Contrasts abound in this image. The rounded, sharp edged pattern of shapes in the frangipani flowers contrast the soft, more geometric pattern of the branches. The flowers are rich warm, reds and orange, while the background is cool, blue green. Note that the patterns in the image are also complimentary and tie everything together.
In any effective composition, contrast is one of the key underlying elements. This applies in any area of design, painting or photography. As a your graphic design student I spent countless hours with scissors and colored paper, exploring the power of contrast. Now as a photographer, it is visual contrast I’m looking for in creating a successful image.
Contrast is what makes us look and makes us interested. At it’s heart is the human need to compare. A collection of coloured marbles is suddenly more interesting next to a beach ball. It gives us context. We see the marbles are small against the ball. They are hard and shiny, while the ball is soft. The marbles are many and there is only one of the ball.
There are many areas where contrasts can be found or created. Big/small; hard/soft; dark/light; open/closed; colour/monotone; complex/simple, etc. Often, the contrasts in a scene are what attract us. Building them into our composition will speak to the viewer of your images.

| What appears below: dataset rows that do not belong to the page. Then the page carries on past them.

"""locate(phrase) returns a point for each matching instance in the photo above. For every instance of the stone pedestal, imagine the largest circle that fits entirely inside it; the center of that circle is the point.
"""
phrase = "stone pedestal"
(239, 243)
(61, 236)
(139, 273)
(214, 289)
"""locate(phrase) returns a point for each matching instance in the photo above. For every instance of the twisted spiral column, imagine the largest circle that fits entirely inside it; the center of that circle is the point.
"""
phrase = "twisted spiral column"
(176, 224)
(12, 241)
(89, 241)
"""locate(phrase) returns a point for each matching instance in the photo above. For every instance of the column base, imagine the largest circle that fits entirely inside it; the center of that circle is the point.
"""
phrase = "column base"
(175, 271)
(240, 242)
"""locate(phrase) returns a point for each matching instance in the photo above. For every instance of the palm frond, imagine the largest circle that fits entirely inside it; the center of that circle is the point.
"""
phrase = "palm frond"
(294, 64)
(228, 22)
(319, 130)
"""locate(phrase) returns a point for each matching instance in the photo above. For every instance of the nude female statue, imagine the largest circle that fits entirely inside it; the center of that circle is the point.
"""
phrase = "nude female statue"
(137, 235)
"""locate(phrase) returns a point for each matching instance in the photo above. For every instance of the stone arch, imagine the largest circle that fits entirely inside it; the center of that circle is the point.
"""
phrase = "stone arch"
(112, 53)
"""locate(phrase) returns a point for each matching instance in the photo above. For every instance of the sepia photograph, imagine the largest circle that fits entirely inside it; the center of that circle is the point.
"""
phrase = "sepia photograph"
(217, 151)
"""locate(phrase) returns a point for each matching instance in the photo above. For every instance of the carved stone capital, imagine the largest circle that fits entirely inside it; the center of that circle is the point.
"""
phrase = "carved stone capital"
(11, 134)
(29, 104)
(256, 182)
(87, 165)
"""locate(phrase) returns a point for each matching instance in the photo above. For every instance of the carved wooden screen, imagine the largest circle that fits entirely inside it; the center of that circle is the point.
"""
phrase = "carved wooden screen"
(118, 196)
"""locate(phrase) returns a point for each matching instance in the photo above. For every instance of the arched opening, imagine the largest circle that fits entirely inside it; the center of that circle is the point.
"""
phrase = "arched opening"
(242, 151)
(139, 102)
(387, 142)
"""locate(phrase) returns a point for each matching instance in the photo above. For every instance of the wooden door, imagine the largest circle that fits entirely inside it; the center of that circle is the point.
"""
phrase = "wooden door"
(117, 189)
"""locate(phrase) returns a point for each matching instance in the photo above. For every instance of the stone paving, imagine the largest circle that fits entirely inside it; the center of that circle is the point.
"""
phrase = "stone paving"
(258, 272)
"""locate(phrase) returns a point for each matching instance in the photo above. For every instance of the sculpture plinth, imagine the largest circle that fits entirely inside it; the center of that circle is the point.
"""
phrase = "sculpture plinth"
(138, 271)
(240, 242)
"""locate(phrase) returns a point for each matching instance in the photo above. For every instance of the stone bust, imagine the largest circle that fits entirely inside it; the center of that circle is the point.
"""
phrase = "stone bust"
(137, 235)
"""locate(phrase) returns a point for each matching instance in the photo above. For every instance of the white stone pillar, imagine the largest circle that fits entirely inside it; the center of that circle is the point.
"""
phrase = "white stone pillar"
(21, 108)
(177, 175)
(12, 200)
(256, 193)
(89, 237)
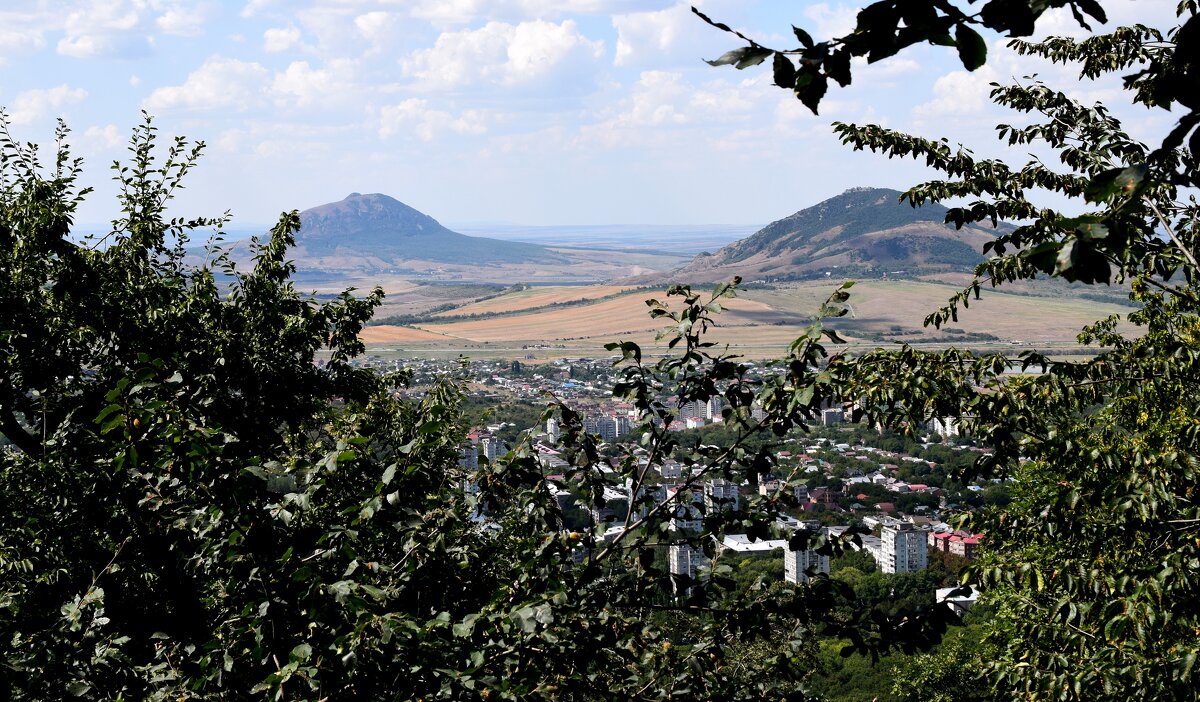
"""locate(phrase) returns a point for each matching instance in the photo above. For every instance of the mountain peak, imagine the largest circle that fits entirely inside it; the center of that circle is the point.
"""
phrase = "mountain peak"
(379, 226)
(861, 231)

The contrast in these maple leaves is between the intense color and sharp edges of one leaf contrasted against the softer focus and dark color of the rest.
The famous tree in Wanaka stands contrasted in sharp black, silhouetted in front of the lake and Southern Alps in the soft light of evening.
A pattern of green circles fills the image. The flower both compliments, because it is also round, but contrasts with it’s pointed radiating white petals and rich yellow centre. If the flower were surrounded by similar flowers, the interest would be lost.
The contrasts here are the bold colours of the balloon and the big circle of the opening which frames the man and children.